He moved to the window. The sun had fully set, and the moon was rising—pale and luminous against the darkening sky.
The moment the first moonbeam touched his skin, everything changed.
[Nightcrawler ability activating.]
The exhaustion from training evaporated like morning mist. Strength flowed through his muscles, doubling—tripling—his normal capacity. His senses sharpened to crystalline clarity: he could hear individual heartbeats from houses three doors down, could smell the spices in a cooking pot across the street, could see the grain in wooden beams through the darkness.
The world became more. More vivid, more alive, more real.
"Interesting," a voice said from behind him. "Your eyes just changed."
Artham spun to find Vaendalle in the doorway, watching him with those knowing eyes.
"Trick of the light," Artham said.
"Sure." Vaendalle's smile was knowing. "A trick of the light that happens every time the moon rises. I've seen it three times now." He leaned against the doorframe. "You know, there are legends about beings who grow stronger under the moon. Old stories from before the Eons, about children of darkness who walked between worlds."
Artham said nothing.
"I'm not asking," Vaendalle said quietly. "Just... be careful out there. The forest feels different lately. Restless. Something's changing, and I don't know what."
He pushed off from the doorframe. "Tomorrow, essence sensing. Be ready to learn."
Then he was gone, footsteps fading down the stairs.
Artham stood at the window, looking toward the dark line of trees in the distance. His lifetime counter showed 51 hours remaining. Enough for now, but he'd need to hunt soon. To Feed. To extend his existence a little longer.
[Master,] Mire said quietly. [Today's training has provided significant tactical intelligence regarding Essence mechanics and Essentor capabilities. This data will prove invaluable for future threat assessment.]
"Yeah. It also showed me how far behind I am."
[Incorrect assessment. You possess advantages that traditional Essentors lack. Your Extreme Abnormal Adaptability, your Nightcrawler enhancement, your Feed ability—these create unique strategic options. Additionally, your analytical mindset and gaming experience provide pattern recognition skills that most Essentors never develop.]
[You may not be an Essentor currently, but you are far from defenseless.]
Artham checked his weapons one final time—daggers sharp, armor secure, movement unrestricted. The night was waiting. The forest was waiting.
He slipped out the window and dropped silently to the street below, landing in a crouch that would have broken his ankles two days ago. Now, with Nightcrawler active and Fortitude Skin adapting his body, it felt natural.
The village at night had its own rhythm. Lamplight glowed warm through windows. Somewhere, a mother sang a lullaby. The smell of evening meals lingered in the air—bread, stew, herbs he was learning to recognize.
"Arthanis!"
The voice from behind made him pause. He looked back to see Miyera and Ciyera hurrying along the street, both wrapped in shawls against the evening chill. They must have been at evening prayers—he could see small prayer books tucked under Miyera's arm.
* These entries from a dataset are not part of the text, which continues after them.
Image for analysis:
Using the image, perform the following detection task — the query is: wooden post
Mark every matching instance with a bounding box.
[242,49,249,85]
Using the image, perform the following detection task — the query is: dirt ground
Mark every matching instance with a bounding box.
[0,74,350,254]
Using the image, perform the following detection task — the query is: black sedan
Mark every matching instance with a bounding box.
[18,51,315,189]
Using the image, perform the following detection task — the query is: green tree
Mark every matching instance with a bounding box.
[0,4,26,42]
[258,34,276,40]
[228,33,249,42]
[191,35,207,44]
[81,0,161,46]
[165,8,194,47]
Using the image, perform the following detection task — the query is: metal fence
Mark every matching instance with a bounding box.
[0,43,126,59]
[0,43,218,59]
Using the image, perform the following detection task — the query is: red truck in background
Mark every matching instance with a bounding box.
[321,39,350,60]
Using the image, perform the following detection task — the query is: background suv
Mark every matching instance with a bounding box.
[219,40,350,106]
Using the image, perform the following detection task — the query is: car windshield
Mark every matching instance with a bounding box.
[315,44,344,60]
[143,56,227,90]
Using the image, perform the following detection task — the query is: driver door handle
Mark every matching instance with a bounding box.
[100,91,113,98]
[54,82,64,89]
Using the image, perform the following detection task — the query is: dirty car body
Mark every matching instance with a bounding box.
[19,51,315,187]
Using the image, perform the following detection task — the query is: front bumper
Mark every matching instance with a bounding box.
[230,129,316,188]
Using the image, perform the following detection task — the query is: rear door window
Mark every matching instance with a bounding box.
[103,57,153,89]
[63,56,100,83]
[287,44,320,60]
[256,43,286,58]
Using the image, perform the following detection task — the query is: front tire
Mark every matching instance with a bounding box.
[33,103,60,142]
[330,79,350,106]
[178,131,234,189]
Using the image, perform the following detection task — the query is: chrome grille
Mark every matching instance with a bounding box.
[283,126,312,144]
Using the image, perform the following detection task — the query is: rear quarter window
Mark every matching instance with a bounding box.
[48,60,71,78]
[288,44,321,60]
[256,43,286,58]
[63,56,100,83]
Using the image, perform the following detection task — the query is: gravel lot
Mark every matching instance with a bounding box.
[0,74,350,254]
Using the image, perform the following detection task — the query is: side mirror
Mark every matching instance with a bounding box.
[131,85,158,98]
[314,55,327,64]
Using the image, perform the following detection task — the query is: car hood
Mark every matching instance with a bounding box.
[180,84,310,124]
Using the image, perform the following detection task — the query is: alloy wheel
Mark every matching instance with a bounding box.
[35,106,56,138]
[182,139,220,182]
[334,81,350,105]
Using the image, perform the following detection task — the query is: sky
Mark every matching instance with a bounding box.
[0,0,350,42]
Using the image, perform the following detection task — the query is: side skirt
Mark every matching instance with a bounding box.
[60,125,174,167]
"We were hoping to catch you before you left!" Miyera called up, slightly out of breath.
"Mother made you something," Ciyera said, holding out a small glass vial filled with amber liquid. "It's a stamina potion. Well, not a real potion like Essentors use. Just Mother's herbal recipe. But it helps with night hunting."
Artham took it carefully, feeling warmth through the glass. "You didn't have to—"
"We wanted to," Miyera interrupted firmly. "You saved us from those goblins. And you've been... different. Kinder." She smiled, something soft and genuine. "The old Arthanis would've complained about helping us at the market."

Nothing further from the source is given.